Clearly, here was a team the big guys did not want to play. But then the Colonels lost the other day in Jamaica to North Carolina A&T. Oh, well. They beat UMBC, which makes a 3-4 record.
The Blue Demons are 6-0. The last time that happened was the second Reagan administration, 33 years ago. And it hasn’t all been fruit cups on the schedule. They charged into Iowa City and blew away the Hawkeyes by 15 points, and also won at Boston College with a 47-28 rebounding edge. They have thrived so far with 50.9 percent shooting. Three different players had games where they took at least six shots and made them all. That had happened only 11 times before in all DePaul’s history. So imagine the hopes being flamed at the moment. The Blue Demons haven’t seen the NCAA Tournament in 15 years.
Never mind that season-opening loss at home to San Jose State, a team that had not won on the road in two years. Or the 15-point whipping at Bucknell. Hofstra was just getting started.
Come with us to last week, and Black Thursday in the Pac-12. That’s when Utah, UCLA and Washington State all lost to opponents who had never before beaten a current Pac-12 team. Coastal Carolina romped over Utah 79-57 with a 26-9 second half spree.
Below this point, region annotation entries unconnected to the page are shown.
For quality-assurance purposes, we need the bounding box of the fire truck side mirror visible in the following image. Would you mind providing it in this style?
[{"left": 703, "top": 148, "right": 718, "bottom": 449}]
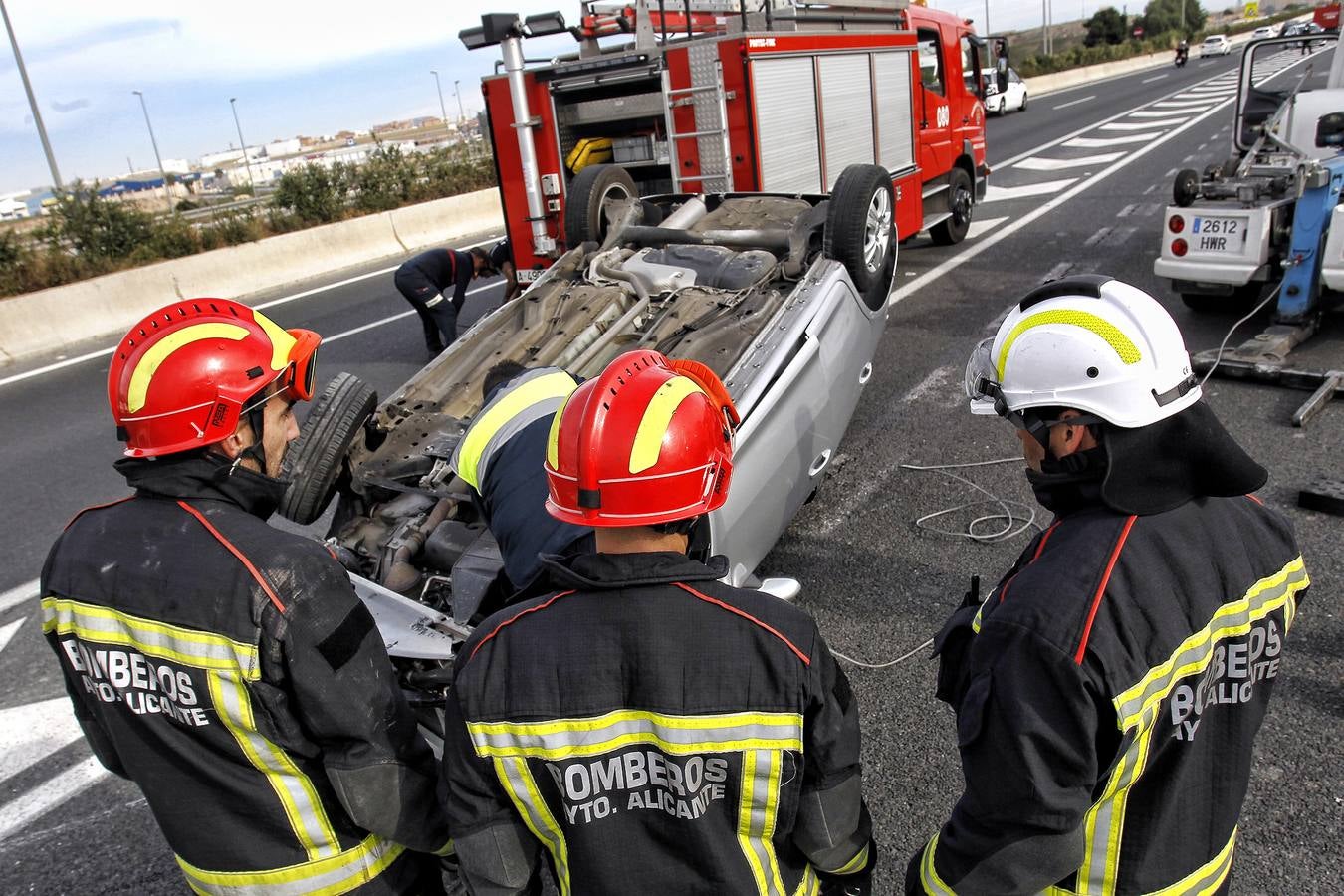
[
  {"left": 526, "top": 12, "right": 564, "bottom": 38},
  {"left": 457, "top": 12, "right": 524, "bottom": 50}
]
Omaha wiped away a 15-point deficit on the road with a 50-29 second half to roll past Washington State 85-77.
And it was the day Hofstra showed up in Pauley Pavilion. In whipping UCLA 88-78, the Pride got 86 points from their starting lineup and 56 from two players – Desure Buie’s 29 and Jalen Ray’s 27. They didn’t seem too unsettled by the aura of Pauley. They had seven turnovers. “It’s almost hard to put this into words,” Hofstra coach Joe Mihalich said. “We got exposed,” UCLA coach Mick Cronin mentioned.
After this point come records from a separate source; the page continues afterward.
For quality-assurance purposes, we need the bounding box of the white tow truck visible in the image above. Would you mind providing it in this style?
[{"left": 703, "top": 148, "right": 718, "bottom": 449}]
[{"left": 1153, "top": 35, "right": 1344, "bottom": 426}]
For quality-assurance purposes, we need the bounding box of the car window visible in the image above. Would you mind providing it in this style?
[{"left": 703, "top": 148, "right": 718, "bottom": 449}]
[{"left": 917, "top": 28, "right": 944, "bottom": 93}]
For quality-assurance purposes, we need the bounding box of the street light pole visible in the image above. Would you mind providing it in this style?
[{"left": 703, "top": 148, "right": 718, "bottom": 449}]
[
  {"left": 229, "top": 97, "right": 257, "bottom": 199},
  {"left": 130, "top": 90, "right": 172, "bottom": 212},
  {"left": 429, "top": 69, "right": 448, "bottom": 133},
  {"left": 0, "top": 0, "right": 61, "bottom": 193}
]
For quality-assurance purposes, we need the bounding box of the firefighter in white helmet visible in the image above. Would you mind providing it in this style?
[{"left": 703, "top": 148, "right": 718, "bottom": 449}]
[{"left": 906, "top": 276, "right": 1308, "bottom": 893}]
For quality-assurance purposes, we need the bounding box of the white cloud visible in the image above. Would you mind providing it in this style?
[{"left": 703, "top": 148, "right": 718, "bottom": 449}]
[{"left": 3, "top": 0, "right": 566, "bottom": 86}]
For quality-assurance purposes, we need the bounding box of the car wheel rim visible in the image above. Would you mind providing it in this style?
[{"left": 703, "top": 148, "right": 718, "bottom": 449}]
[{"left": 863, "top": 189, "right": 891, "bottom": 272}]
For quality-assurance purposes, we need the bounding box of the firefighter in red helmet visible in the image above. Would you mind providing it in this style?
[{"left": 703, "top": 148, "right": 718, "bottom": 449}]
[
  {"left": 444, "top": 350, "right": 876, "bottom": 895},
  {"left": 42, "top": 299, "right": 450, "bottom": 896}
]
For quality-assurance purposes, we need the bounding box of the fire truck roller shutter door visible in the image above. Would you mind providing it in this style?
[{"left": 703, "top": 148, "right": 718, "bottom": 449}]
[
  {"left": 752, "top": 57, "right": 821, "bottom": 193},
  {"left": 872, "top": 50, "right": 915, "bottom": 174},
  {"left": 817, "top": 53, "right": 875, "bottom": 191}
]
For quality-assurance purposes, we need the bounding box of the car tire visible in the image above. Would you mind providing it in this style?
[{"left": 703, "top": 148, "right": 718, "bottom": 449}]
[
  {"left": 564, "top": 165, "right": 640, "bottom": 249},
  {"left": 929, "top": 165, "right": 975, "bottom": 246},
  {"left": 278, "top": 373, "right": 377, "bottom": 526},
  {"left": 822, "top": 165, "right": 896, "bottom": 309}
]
Hofstra stayed west and beat Cal State Fullerton 79-57. That pushed the Pride to 4-2, scoring 85.7 points a game with five players averaging in double figures.
Nova Scotia’s gift to Delaware is guard Nate Darling. He just became eligible this season after transferring from UAB and has led the Blue Hens in scoring in all five of his games, going for 37, 27 and 28 points the past three games, and is among the nation’s leaders in 3-pointers. Three years ago, Martin Ingelsby took over a program coming off a 7-23 season. Now the former Notre Dame point guard has the Blue Hens 6-0 for the best start this century.
The college basketball earth shook on Nov. 12 in Rupp Arena, when Evansville showed up in Rupp Arena and picked off No. 1 Kentucky 67-64. John Calipari could only admit afterward, “They out-toughed us.” It is the signature upset of a month that included: LSU pressured into 26 turnovers and a loss at VCU, Belmont putting 100 on Boston College, Southern Utah over Nebraska, Radford holding Northwestern to 17 points in one half, Boston University over South Carolina et. al.
The road after that for the Aces has been a little less exhilarating. The Evansville team that muscled Kentucky on its own court before the disbelieving eyes of Big Blue Nation? Six days later, the Aces lost 59-57 at home to SMU, getting out-rebounded 47-25. The defense that allowed Kentucky only 37 percent shooting? East Carolina and George Washington both topped 50 percent in two more Evansville losses. The Aces regained their balance a bit by surviving Morgan State in a 115-112 three-overtime marathon over the weekend. K.J. Riley, the senior who tormented Kentucky with 18 points and then went into a scoring slump, has put up 28 and 36 points the past two games. “This shows what we are capable of when we play the right way,” coach Walter McCarty said.
They’re 4-3, and 2-3 since Lexington. But they’ll always have Nov. 12. Lots of teams are leading interesting lives this month.